Regarding dependent claim 3, Malay modified by David above teaches:
wherein the set FL and the set FP include four corresponding points consisting of apexes of a plane surface having a quadrangle shape copying the trunk (See at least Malay, ¶ [0062]; FIGS. 1 – 4, 8; "…the neural network is trained using a training set of images containing annotated human (i.e. actor) faces and body parts. Once trained, the neural network is used as a classifier by which it can tag, in a binary matter, which regions of the image are most likely part of a human face or body parts. The identified regions are considered the image of the actor which can be extracted from the video stream or the data feed capturing the actor on a frame by frame basis…" Also, see at least Malay, ¶ [0071, 0074, 0075] and David, ¶ [0012, 0013, 0046, 0047, 0070]; FIGS. 1, 2), and the video generation part generates the semi-transparent video representing the posture of the acquirer such that the plane surface formed of the four corresponding points included in the set FL matches the plane surface formed of the four corresponding points included in the set Fr (See at least Malay, ¶ [0062]; FIGS. 1 – 4, 8; "…the neural network is trained using a training set of images containing annotated human (i.e. actor) faces and body parts. Once trained, the neural network is used as a classifier by which it can tag, in a binary matter, which regions of the image are most likely part of a human face or body parts. The identified regions are considered the image of the actor which can be extracted from the video stream or the data feed capturing the actor on a frame by frame basis…" Also, see at least Malay, ¶ [0071, 0074, 0075] and David, ¶ [0012, 0013, 0046, 0047, 0070]; FIGS. 1, 2).

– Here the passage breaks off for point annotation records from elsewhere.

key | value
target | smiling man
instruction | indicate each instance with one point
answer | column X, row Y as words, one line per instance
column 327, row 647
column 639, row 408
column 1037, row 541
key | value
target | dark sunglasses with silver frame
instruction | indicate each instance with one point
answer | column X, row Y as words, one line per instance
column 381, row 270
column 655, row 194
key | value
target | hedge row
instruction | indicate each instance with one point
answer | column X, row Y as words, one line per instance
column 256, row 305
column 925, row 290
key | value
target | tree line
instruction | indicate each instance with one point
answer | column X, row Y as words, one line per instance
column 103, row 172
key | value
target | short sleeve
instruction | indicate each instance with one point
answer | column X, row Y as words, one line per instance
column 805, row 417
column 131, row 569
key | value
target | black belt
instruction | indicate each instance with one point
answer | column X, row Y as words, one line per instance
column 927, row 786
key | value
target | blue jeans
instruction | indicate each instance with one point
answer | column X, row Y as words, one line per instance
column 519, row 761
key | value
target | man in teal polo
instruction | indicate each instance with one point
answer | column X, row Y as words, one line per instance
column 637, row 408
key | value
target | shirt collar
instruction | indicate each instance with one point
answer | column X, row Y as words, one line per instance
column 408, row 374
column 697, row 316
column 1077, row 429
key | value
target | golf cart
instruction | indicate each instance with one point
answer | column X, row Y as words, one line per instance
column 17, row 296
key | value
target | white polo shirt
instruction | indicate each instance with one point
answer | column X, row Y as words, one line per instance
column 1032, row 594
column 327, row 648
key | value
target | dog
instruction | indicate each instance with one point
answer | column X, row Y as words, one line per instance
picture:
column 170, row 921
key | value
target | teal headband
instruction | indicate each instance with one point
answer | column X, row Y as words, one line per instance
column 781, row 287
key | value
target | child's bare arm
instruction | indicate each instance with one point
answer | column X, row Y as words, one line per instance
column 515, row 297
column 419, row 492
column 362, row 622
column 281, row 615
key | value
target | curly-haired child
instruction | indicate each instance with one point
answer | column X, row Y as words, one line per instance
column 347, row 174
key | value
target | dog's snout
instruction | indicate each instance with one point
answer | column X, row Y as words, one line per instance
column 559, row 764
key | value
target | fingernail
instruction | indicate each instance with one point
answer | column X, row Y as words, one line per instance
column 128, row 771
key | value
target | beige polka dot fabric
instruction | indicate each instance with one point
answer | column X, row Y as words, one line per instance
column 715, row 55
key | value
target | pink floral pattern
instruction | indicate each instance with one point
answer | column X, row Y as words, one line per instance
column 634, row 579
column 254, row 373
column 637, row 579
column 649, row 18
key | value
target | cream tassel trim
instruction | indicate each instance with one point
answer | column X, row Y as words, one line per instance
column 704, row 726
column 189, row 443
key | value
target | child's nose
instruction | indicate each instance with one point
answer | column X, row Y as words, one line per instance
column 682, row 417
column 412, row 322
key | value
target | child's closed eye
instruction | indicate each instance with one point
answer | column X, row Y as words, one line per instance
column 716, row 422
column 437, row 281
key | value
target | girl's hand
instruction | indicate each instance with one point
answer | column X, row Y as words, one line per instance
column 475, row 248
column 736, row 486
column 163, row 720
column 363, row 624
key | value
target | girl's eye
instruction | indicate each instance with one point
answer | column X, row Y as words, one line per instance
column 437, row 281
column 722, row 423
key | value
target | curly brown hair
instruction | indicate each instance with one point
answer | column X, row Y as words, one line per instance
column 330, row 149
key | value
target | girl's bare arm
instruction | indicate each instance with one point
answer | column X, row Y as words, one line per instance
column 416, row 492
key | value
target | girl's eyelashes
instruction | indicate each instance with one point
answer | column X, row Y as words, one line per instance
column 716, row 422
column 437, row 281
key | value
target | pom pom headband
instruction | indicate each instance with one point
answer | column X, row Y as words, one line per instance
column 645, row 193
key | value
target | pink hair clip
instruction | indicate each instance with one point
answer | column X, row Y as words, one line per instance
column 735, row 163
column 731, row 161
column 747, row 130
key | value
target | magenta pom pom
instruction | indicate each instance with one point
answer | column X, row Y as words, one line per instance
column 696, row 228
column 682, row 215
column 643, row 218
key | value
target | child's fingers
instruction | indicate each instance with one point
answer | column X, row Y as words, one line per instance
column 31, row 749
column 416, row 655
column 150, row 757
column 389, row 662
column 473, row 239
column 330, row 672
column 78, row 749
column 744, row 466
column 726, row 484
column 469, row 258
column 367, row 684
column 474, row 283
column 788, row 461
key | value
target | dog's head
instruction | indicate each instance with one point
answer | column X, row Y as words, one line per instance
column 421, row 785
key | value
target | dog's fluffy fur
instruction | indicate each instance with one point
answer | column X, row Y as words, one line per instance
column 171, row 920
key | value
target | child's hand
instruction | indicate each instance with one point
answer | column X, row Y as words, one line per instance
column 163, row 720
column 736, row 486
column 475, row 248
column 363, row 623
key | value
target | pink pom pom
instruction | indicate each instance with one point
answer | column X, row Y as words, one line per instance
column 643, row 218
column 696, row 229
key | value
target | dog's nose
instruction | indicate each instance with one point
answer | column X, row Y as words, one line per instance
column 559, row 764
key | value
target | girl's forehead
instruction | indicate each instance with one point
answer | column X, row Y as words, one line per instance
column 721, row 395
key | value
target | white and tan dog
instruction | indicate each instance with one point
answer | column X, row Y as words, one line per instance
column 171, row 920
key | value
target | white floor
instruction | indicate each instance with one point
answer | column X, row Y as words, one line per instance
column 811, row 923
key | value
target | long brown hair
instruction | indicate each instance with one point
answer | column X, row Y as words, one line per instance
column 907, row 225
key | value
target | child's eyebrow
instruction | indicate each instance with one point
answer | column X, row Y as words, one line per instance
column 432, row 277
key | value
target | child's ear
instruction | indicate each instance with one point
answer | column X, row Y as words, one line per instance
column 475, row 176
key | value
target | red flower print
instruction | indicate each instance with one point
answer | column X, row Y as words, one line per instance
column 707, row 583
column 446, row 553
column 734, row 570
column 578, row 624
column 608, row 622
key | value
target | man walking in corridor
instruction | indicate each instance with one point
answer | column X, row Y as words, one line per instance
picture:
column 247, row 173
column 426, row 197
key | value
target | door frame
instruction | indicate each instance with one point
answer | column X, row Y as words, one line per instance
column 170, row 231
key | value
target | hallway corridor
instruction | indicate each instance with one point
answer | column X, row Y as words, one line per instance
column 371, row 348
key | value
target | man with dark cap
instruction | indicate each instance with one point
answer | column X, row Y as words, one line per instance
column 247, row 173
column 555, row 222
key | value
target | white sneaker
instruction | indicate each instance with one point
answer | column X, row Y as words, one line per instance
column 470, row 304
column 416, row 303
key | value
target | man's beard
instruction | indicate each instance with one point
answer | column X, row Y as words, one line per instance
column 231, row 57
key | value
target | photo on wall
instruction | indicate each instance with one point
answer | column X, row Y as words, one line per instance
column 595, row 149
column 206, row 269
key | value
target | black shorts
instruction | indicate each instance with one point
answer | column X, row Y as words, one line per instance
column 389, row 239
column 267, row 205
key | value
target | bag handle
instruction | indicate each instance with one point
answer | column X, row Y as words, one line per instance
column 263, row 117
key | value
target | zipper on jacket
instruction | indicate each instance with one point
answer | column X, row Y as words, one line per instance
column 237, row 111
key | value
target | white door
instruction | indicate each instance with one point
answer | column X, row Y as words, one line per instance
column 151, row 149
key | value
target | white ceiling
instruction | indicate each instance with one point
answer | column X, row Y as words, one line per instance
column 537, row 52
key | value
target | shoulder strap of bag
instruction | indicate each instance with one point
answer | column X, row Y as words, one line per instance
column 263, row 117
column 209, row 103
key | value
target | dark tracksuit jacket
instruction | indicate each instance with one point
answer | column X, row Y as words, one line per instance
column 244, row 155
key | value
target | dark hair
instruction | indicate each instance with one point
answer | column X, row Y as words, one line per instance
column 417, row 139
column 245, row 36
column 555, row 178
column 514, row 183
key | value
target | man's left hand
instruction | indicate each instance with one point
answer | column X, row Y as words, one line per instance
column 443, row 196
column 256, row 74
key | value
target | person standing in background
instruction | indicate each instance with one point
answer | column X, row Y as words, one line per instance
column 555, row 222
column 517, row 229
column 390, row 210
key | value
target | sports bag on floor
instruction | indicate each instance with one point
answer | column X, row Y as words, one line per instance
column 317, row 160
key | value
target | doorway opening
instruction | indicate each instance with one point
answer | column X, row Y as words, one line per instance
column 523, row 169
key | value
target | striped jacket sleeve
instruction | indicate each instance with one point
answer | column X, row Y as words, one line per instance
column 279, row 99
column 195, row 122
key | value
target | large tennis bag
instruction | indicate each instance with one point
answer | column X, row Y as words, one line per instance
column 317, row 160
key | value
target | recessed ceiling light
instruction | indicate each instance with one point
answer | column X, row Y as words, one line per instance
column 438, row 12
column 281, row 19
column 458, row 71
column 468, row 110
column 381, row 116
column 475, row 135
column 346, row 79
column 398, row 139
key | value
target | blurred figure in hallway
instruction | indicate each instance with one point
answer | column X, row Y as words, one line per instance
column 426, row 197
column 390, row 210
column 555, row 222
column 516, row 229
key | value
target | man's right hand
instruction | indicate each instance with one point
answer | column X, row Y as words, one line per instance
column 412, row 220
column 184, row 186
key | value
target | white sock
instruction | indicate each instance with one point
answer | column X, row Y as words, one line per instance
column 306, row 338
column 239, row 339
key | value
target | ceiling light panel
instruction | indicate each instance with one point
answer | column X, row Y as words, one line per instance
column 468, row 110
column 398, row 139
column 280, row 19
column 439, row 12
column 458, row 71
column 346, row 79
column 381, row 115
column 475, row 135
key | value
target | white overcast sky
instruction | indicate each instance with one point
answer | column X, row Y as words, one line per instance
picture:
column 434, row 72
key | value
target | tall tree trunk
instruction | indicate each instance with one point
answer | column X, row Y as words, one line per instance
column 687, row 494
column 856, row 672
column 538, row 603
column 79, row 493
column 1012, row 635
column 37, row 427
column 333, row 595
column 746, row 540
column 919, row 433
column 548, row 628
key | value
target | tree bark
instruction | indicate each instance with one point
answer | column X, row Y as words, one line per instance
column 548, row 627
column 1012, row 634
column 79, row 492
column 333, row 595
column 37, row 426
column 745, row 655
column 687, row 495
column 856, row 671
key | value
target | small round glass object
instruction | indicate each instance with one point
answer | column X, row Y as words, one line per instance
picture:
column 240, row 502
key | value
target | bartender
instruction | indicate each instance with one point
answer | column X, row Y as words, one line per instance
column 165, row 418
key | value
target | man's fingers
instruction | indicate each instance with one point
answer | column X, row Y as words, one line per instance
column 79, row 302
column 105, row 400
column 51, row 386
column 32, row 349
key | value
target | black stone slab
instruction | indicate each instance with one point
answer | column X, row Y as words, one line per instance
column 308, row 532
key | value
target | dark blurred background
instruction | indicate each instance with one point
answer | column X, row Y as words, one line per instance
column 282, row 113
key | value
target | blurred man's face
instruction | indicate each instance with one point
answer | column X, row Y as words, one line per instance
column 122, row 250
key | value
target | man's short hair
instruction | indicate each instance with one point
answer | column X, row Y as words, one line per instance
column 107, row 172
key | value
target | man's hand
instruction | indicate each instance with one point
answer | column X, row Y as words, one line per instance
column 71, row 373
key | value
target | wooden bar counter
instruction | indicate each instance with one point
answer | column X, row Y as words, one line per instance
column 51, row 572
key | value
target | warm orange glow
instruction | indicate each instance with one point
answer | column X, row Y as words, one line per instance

Regarding dependent claim 5, Malay modified by David above teaches:
A program for causing a computer to function as the video generation device according to claim 1 (See at least Malay, ¶ [0046]; FIGS. 1, 2; "…display unit 110 may be augmented reality glasses, virtual reality headset, display presented by other wearables, or any other devices that display image(s) or video(s) for visual presentation…" Also, see at least Malay, ¶ [0071, 0074, 0075] and David, ¶ [0012, 0013, 0046, 0047, 0070]; FIGS. 1, 2).

Regarding dependent claim 6, Malay modified by David above teaches:
A program for causing a computer to function as the video generation device according to claim 2 (See at least Malay, ¶ [0046]; FIGS. 1, 2; "…display unit 110 may be augmented reality glasses, virtual reality headset, display presented by other wearables, or any other devices that display image(s) or video(s) for visual presentation…" Also, see at least Malay, ¶ [0071, 0074, 0075] and David, ¶ [0012, 0013, 0046, 0047, 0070]; FIGS. 1, 2).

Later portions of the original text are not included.